The End-to-End of New Zealand does not enjoy the same iconic status of the Land’s End-John O’Groats route here in the UK, but it does betray an equally ‘gritty character’ and a ‘Jekyll & Hyde personality’: one minute all smiling and loving, the next minute glowering and threatening. New Zealand normally enjoys a temperate, benign climate similar to that of the UK, but unannounced Pacific weather fronts can appear (even in summer) that can dog your progress and drive you indoors, sometimes for days at a time.

My starting point will be Cape Reinga, the north-westernmost tip of North Island, and I will finish 1500 miles/2400 kms later at Bluff, the southernmost point of South Island. The journey will take me from the subtropical north in the middle of summer to the point nearest the Antarctic, before ( I hope) the weather turns autumnal.

The Children of Syria

The problems of Syria are never far from our television screens. Innocent people are being killed, injured and displaced every day, and thousands have fled across the borders to escape the carnage. My focus is to support the refugee children, whose lives have been torn apart by the conflict, and many have lost one or both parents in the Civil War.

Please support these children generously and, if you are a taxpayer, please gift aid your donation so that Save the Children can increase the value of your giving by 25%.

All the expenses of this 1500 mile expedition will be mine. Every penny of your donation will go to support the Children of Syria.

You can donate in two simple ways:

1. by clicking on my Just Giving webpage

2. or by texting from your mobile to 70070, quoting the following code: FJRB49, then stating the amount (eg. £20). This is a free service offered by Vodafone, so you won’t be charged for the text, and the amount donated will be debited to your phone bill. All very simple!

If you can support this very worthy cause, a huge ‘thank you’ on behalf of Save the Children.

About Frank Burns

My journeys around the world are less about riding a bicycle, and more about what happens when I get off the bicycle. Click on the Personal Link below to visit my webpages.

Posted on November 28, 2012, in New Zealand End-to-End 3000kms and tagged , , , , , , . Bookmark the permalink. 24 Comments.

  1. An amazing challenge in such a good cause. Good luck. You’re helping make the world a better place!


  2. Many thanks for your good wishes!


  3. Hi, I have nominated you for the Inspiring Blogger Award because I think you deserve a little something for making your blog always look fab! To share this little bit of blogging kindness: 1. Display the award image on your blog. 2. Link back to the person who nominated you. 3. State 7 things about yourself. 4. Nominate 15 other bloggers and link to their sites. 5. Notify the bloggers that they have been nominated and link to the post. Thank you for all your great posts and congratulations!
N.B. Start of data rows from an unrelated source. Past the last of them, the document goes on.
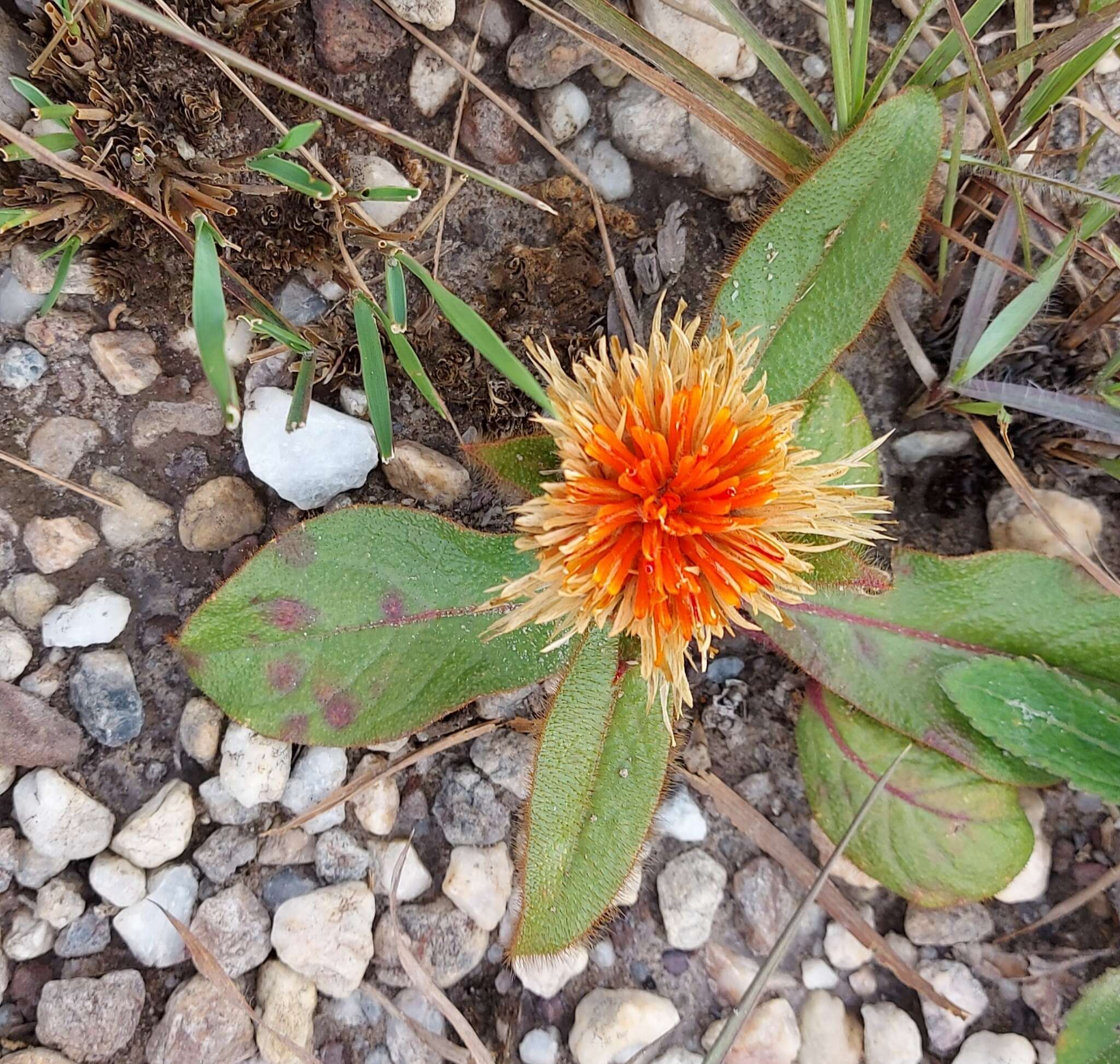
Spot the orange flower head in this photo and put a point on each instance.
(682, 500)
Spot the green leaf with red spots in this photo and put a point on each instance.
(598, 776)
(884, 652)
(939, 835)
(520, 464)
(363, 625)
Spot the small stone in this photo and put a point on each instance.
(235, 927)
(333, 453)
(318, 771)
(986, 1048)
(201, 1024)
(86, 937)
(27, 938)
(490, 133)
(914, 447)
(564, 110)
(1013, 527)
(613, 1025)
(415, 878)
(433, 83)
(891, 1036)
(21, 366)
(690, 888)
(540, 1047)
(829, 1033)
(948, 927)
(218, 515)
(146, 931)
(200, 730)
(160, 830)
(60, 820)
(844, 950)
(15, 651)
(98, 615)
(126, 360)
(325, 936)
(376, 805)
(226, 850)
(548, 976)
(56, 543)
(680, 818)
(480, 882)
(506, 756)
(118, 881)
(469, 811)
(340, 858)
(652, 129)
(1031, 884)
(374, 172)
(60, 903)
(433, 14)
(143, 521)
(27, 597)
(818, 975)
(287, 1003)
(442, 938)
(91, 1020)
(405, 1045)
(953, 980)
(763, 892)
(353, 36)
(103, 692)
(427, 475)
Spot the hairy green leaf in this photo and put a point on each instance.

  4. That sounds amazing. New Zealand is also top on my list…only if it was a little closer!!! will be keeping a close eye on your updates! Hope you have a tailwind all the way, and not too much rain. Just out of curiosity, how many weeks do you think it will take you?


  5. Alberto, if I were just ‘going for it’, I would expect to take about 3 weeks. But on this trip I am allowing 4 weeks, to give me time to stop off and visit places.


  6. That is awesome! I wish you more good days than bad, may you have more tailwinds than headwinds.


  7. Reblogged this on jimsadventure2012 and commented:
    WOW! What a journey and for a good cause.


  8. Thanks Jim! Hope you enjoyed your first sortie to Europe……let the adventuring continue unabated!


  9. Welcome (in advance) to New Zealand! You’ll have an amazing journey. Many people choose to see New Zealand from the seat of a bike. I’ve met quite a few in recent years as I work as a travel writer for a hostel network. One of the challenges those cyclists mentioned, and one that perhaps you have not yet considered, is that kiwi drivers can be pretty terrible! So, other than the terrain, wind rain and occasional remoteness, watch out for the drivers!


  10. Thanks for the ‘heads up’ on that……I was already aware of the Kiwi prowess as rally drivers. What I need to do is grow two eyes in the back of my head……or get a rear view mirror for the bike!


  11. It looks fabulous, Frank. I did a ride up the West Coast last – not always easy but always enjoyable.


  12. Good to hear, Richard. It’s usually the case that the more challenging a route is, the more scenic/beautiful the countryside. It is always worth the sacrifice!


  13. Frank, this is a great trip and a worthy cause. Where do you think you’ll be on Feb 10? I’ll be back in NZ then (Nelson area), maybe I can ride with you for a day or two?

    Just pulled into Lake Tekapo on one of our nicest rides yet. The inland route has been really nice.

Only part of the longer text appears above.